Additionally, a promising urban task force, co-chaired by Cleveland-area state Reps. Mike Foley and Sandra Williams, has issued a report that calls for fewer tax abatements, better intercommunity collaboration on business attraction, foreclosure remediation, more mass transit, home weatherization, and improved adult-worker retraining. These efforts could begin to revitalize Ohio's beleaguered cities. Both the progressive caucus initiatives and the urban task force recommendations are mostly in the proposal stage, but they represent green shoots for a progressivism that has been dormant in recent years.

While organized labor is weaker than it once was in this industrial state, unions can still unite people around equity, as they demonstrated in a successful 2006 minimum-wage campaign. Community organizing is enjoying a modest resurgence with groups like the Mahoning Valley Organizing Collaborative effectively mobilizing citizens to push for equity. A state budget-advocacy coalition, the Campaign to Protect Ohio's Future, successfully repelled a 2005 attempt to amend Ohio's Constitution to limit state and local government spending. After the dismal 2010–2011 budget, this group has new members, new energy, and a new resolve. Leaders, who include many of the state's social-service providers, have vowed to reconstitute a revenue-raising effort for future budgets. If progressives join forces, backed by good research, the politics of tax-cutting and service-slashing might begin to look different.


Further federal fiscal relief is an essential part of the solution. Without the aid received so far, even Ohio's relatively miserly 2010–2011 budget wouldn't have been possible. Help from Washington is essential to prevent layoffs, halt a further downturn, relieve need, and buoy private investment and spending. But states also need to bring their own tax systems back into alignment after years when a slashing mentality held sway.
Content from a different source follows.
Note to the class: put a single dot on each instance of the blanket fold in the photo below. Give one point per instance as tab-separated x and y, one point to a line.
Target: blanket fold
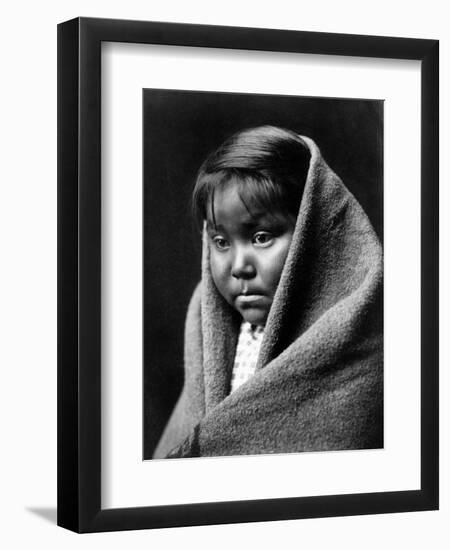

In Ohio, that means reversing the unsustainable income-tax cuts passed in 2005 and putting in place the new top brackets described above. Together, these would generate more than $950 million a year, most paid by the very richest sliver of Ohioans. The previously mentioned changes in our corporate tax structure are costing Ohio about $1.6 billion a year, according to the Ohio Department of Taxation. We should adjust the rate of our business taxes so that they bring in as much inflation-adjusted revenue as our previous system did in 2005. This would provide significant revenue for the state, while still being (perhaps overly) generous to business, which already paid a smaller share in 2005 than it did a generation ago.

While federal fiscal relief and more balanced state tax policy are critical, they alone will not end the high--unemployment economy. And as long as unemployment is elevated, tax receipts will be too low. To restore employment, we need a muscular federal jobs program. The Economic Policy Institute has called for spending an additional $120 billion over the next three years for hiring unemployed Americans to fix and enhance our communities. This would create over a million jobs, raising family incomes and unleashing an army of us to help revive the economy.

A mix of these public jobs and other solutions could make America more energy efficient. The national Apollo Alliance sketches out the blueprint beautifully. Among the pieces: upgrading our outdated electrical grid, weatherizing public buildings, lending for and publicly funding weatherization for homes and commercial buildings -- what President Barack Obama and others have dubbed "Cash for Caulkers." We also need more support for mass transit, which could promote a made-in-America supply chain in renewable-energy equipment and help factories retool for the clean-energy economy. And a more generous policy of need-based financial aid for learning beyond high school could pull other young, often unemployed workers out of the labor market until it recovers.

This great recession is killing state budgets, most cruelly in places like Ohio where the fiscal effects of the downturn are most extreme. Better policy could help Ohio and kindred states step back from the abyss -- not only with our budgets in better balance and our public services intact but with a new approach that leaves us far more prepared for the challenges of tomorrow.